I gripped the ledge. I didn’t know.
He said, thoughtful, “Are all mines mapped?”
I went north, driving Highway 395 the sixty miles along the Sierra scarp to the county seat at Bridgeport. In the old clapboard Victorian, with the cupola sitting atop the second story like an old lady’s hat, I spent half the day reading microfiche. Notices of location filed by the scavengers who’d picked over sites after the big mines played out. They located claims by landmark. One mile south of Deer Creek bridge and ninety feet northwest of the tunnel adit, and…
Claims so ephemeral they never made it onto a map.
Five claims were described as being near hot springs.
Three for me, I thought, and two for Walter.
Thank you, Adrian Krom.
CHAPTER TWENTY-THREE
I was up Coldwater Canyon again.
I skied past the turnoff I’d taken two days ago and paused to check behind me. No fog today, just sunshine. Nobody in sight, just me and my visions.
Ahead was a stand of lodgepoles with their trunks snapped off above snowline, unlucky enough to grow in an avalanche trough.
I kicked up my pace and didn’t slow until I left the canyon trail behind. I was concealed now, in the hemlocks and silver pines. The climb steepened and my muscles burned. I topped a ridge and followed the map I’d made around an outcrop of granite, finding my way to the little fold in Red Mountain. Here was the nearly hidden draw that that I’d read about at county records, that its claimant had expectantly named Gold Dust.
I skied in.
The draw backed into the mountainside, to a tunnel whose entrance showed a reddish cinder face. The adjoining rockwall showed another face, gray granodiorite.
It was a place where two different kinds of rock meet.
Looked like someone, sometime, found something here worth scavenging.

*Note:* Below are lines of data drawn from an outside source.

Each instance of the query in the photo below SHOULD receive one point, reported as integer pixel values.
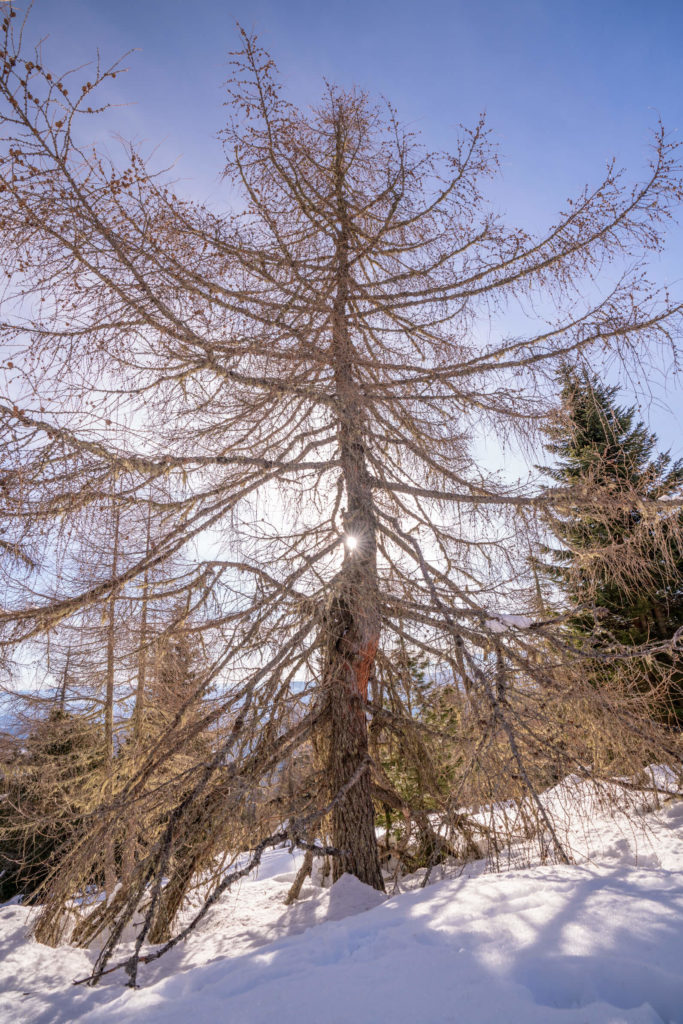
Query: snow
(597, 942)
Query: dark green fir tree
(621, 573)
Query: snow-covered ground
(598, 942)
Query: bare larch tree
(307, 373)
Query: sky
(565, 86)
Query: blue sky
(565, 86)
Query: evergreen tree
(621, 572)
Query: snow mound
(598, 943)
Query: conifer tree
(600, 443)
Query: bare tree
(306, 375)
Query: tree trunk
(353, 617)
(110, 859)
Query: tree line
(244, 517)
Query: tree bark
(353, 617)
(110, 859)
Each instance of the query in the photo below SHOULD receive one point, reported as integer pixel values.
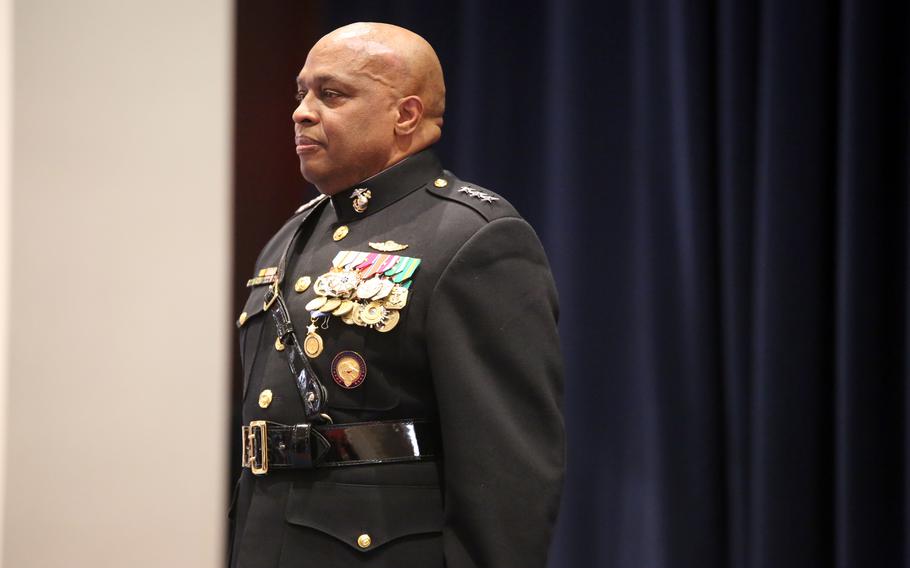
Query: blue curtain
(722, 190)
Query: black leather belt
(269, 445)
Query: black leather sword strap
(312, 392)
(269, 445)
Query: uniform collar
(388, 186)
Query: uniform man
(402, 373)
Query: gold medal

There was the stone foundation of a building, still timbered. A stream bisected the old camp, and frozen into the waterway was a rusted contraption of gears and teeth. Slightly uphill were snow-covered mounds that looked for all the world like sand dunes. That was likely the dump, boneyard of discarded ore. Below that was a circular depression — the cyanide pond where someone had leached the remaining gold from the tailings. I’d seen its like before, couple of days ago, at two other sites on Red Mountain. I didn’t know precisely how much cyanide the leaching process left in the soil. Way too much for the good of the environment. Ironic, that it would bode well for my case.